Where Will Oil Go Next

Last week, I was buying Puts on Exxon Mobil Corporation (NYSE: XOM).

The trade worked exactly as planned.

This is my new setup.

The de-escalation narrative pushed oil stocks lower, and anyone positioned correctly made money on the way down.

But I just made an opposite trade on a different oil stock…

It’s the same sector, in the opposite direction, and I won again.

That might sound confusing. I’ll explain everything.

This is exactly how I trade the hottest sector in the market right now.

Oil Price Swings

I don’t buy the happy-ending story for the war just yet.

We’ve already seen a lot of volatility and very few signs of de-escalation.

Trump posts about “great progress” in peace talks, and oil prices drop lower. Then Iran contradicts everything, tensions pick back up, and oil rips higher again.

This has already happened a few times since the war began on February 27…

Most traders will get eaten by the whipsaw as they try to guess which headline will come out next.

I’m not guessing about headlines. I’m watching the chart, waiting for the move to get overextended, and positioning for a pullback or rally.

That’s exactly what happened with XOM and OXY.

Here’s the move I covered on XOM.

When XOM got overextended to the upside, and Trump started boasting of peace talks, I rode the momentum lower.

Then, I saw that OXY sold off on March 31 and April 1 as Iran denied Trump’s claims, and I traded the rally.

Here’s XOM as it fell lower:

XOM chart multi-day, 1-minute candles Source: StocksToTrade

Here’s OXY as it rallied on April 2:

OXY chart multi-day, 1-minute candles Source: StocksToTrade

My OXY Trade

OXY fell lower for multiple days this week after making new highs on March 31 as peace-talk optimism dragged the entire energy sector down.

By the afternoon of April 1, the selloff looked exhausted, OXY was pushing back above $62, and it seemed prime for a bounce.

I didn’t need OXY to reverse the entire war-driven selloff. I just needed it to jump a bit. And jump it did.

By the morning of April 2, OXY had pushed from the low $61s back above $65. I exited between 9:30 and 10:30 A.M. EST, right into that strength.

The whole trade lasted less than 24 hours.

Could it have gone higher? Maybe. But that’s not the point. The point is, we got out with gains before Trump’s next Truth Social post could destroy our thesis.

Why This Works

Here’s what most traders miss about this war…

The Iran conflict hasn’t created a one-directional oil trade. It’s created a pendulum.

Peace talks push prices down. Escalation brings prices back up. Back and forth, back and forth.

And every swing is a tradeable opportunity, if you know what to look for…

Early this week, the pendulum swung toward de-escalation. Puts on XOM made sense. But then the pendulum swung too far, the selloff got overextended, and Calls made sense.

I’m not bullish or bearish on oil.
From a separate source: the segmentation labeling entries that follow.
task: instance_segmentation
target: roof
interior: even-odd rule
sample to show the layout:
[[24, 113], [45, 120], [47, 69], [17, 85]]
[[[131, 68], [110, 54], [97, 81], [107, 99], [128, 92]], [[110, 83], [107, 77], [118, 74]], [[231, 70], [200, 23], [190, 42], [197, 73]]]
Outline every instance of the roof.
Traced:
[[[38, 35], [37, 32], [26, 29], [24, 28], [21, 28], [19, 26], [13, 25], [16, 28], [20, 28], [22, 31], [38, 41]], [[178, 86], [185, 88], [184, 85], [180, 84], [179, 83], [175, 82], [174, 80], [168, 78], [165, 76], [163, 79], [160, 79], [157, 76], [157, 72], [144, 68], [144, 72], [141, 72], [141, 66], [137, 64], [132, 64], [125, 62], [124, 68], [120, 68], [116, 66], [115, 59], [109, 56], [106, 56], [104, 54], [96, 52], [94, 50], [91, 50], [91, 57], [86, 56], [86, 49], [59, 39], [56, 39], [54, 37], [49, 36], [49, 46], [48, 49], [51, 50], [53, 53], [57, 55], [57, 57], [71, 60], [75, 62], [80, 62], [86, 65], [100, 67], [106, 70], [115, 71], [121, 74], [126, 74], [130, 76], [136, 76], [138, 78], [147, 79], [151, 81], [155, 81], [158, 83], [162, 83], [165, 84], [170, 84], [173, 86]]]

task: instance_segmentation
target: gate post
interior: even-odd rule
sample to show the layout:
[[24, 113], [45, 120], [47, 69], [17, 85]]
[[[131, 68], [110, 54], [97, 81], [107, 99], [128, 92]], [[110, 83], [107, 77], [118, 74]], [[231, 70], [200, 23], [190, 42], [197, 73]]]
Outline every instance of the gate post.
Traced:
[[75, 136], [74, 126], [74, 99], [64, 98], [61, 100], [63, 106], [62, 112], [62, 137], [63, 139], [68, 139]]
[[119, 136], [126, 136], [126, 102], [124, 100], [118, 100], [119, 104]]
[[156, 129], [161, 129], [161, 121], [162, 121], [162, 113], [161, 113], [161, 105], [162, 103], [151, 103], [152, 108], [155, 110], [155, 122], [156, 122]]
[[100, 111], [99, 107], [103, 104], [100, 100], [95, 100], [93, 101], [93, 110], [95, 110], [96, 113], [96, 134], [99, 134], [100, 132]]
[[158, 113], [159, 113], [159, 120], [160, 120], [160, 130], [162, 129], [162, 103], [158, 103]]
I’m just trading the ebb and flow of the most volatile sector in the market. And options are the perfect tool for it.

I’m not done with oil.

The war isn’t over. The peace talks are still chaotic.

This pendulum is going to keep swinging, and I’ll be ready on both sides of it.

Stay Street Smart,
Jeff Zananiri

*Past performance does not indicate future results, Not typical.